While it’s patently true that most people go to great lengths to avoid most advertising, there are those few that consumers really are interested in and so, might want to save as a reminder for a later date. At least that’s the theory behind Kurnit’s company. For example, for someone who might be in the market to buy a car in a few months, a Ford Taurus ad that catches their eye might be something to take a closer look at in another month or two.
“When we started talking to the media guys, they didn’t get it,” Kurnit said in an interview with paidContent. “They said, ‘Who’s going to want to save an ad?’ But the venture capital guys did the due diligence and they saw the potential.” Kurnit said that the company had the research to back up the idea that many users would want to save ads. He pointed to a Nielsen survey of 1,600 web users that found that 56 percent of “general consumers” would save and ad, while 82 percent of self-described early adopters would be interested. But does that mean the wider public will use AdKeeper? “That’s the big question,” Kurnit conceded.
Users don’t have to know about AdKeeper to save an ad. But they do have to notice the small “K” that serves as the “Keep Button” that is embedded in the ad. There aren’t any software, browser extensions, plug-ins or pre-registration — just a “keeper” for “kept” ads that users can later go to AdKeeper once they start building a list of saved ads. The company is still in private beta and plans a full consumer rollout in the middle of Q1.
In other hands, the idea would probably be seen as a little dubious. But given Kurnit’s star power with brands and media executives, he hasn’t had too much trouble signing up blue chip marketers like Allstate, AT&T (NYSE: T), Best Buy, CBS (NYSE: CBS), Ford, Gap, General Mills, JetBlue,Kraft Foods, Macy’s, McDonald’s, Pepsi, Sara Lee, Showtime and others. Kurnit has also lined up several notable media industry veterans as part of an advisory board. Some of the familiar names on the board include NYTCo (NYSE: NYT) CEO and president Janet Robinson, Federated Media’s John Battelle, Brightcove’s Jeremy Allaire, Huffington Post’s Ken Lerer, and MediaLink’s Wenda Harris Millard.

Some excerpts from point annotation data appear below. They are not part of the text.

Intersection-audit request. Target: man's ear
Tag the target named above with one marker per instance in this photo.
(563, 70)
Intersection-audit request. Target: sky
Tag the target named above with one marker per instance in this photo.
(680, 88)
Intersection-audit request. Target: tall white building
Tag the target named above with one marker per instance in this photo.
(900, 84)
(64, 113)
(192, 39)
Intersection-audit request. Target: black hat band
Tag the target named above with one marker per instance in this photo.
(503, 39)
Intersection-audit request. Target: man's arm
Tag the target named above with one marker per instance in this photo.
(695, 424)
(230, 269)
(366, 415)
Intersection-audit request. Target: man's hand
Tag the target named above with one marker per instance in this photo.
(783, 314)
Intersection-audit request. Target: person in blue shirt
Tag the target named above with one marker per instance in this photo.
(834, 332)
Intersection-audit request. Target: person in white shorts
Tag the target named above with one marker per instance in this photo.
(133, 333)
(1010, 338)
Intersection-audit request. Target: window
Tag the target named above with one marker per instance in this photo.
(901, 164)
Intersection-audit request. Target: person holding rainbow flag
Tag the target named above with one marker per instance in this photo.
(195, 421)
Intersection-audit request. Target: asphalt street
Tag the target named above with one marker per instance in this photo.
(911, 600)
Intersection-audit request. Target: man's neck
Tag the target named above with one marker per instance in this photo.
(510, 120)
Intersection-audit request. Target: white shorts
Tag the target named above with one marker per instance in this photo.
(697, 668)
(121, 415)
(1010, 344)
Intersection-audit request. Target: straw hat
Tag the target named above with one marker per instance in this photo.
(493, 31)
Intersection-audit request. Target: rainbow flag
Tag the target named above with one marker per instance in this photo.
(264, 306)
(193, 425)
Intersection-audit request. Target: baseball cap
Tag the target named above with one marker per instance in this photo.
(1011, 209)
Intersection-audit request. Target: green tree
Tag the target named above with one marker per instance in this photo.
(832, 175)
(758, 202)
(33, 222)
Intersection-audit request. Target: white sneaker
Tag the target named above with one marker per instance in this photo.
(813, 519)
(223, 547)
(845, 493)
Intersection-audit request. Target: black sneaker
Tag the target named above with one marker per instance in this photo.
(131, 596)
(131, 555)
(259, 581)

In terms of marketing it to consumers, AdKeeper does have one small advantage — in addition to the $43 million in capital — compared to most of the other ad startups. “This is the ultimate opt-in system,” Kurnit said, noting the current anxiety the online ad business is in over increasing regulatory pressure regarding behavioral targeting. Anything that promises advertisers more permission to serve consumers more promotions without having to deal with accusations of surreptitiousness is sure to win over advertisers. The company should have an answer within the next few months as to whether consumers feel the same.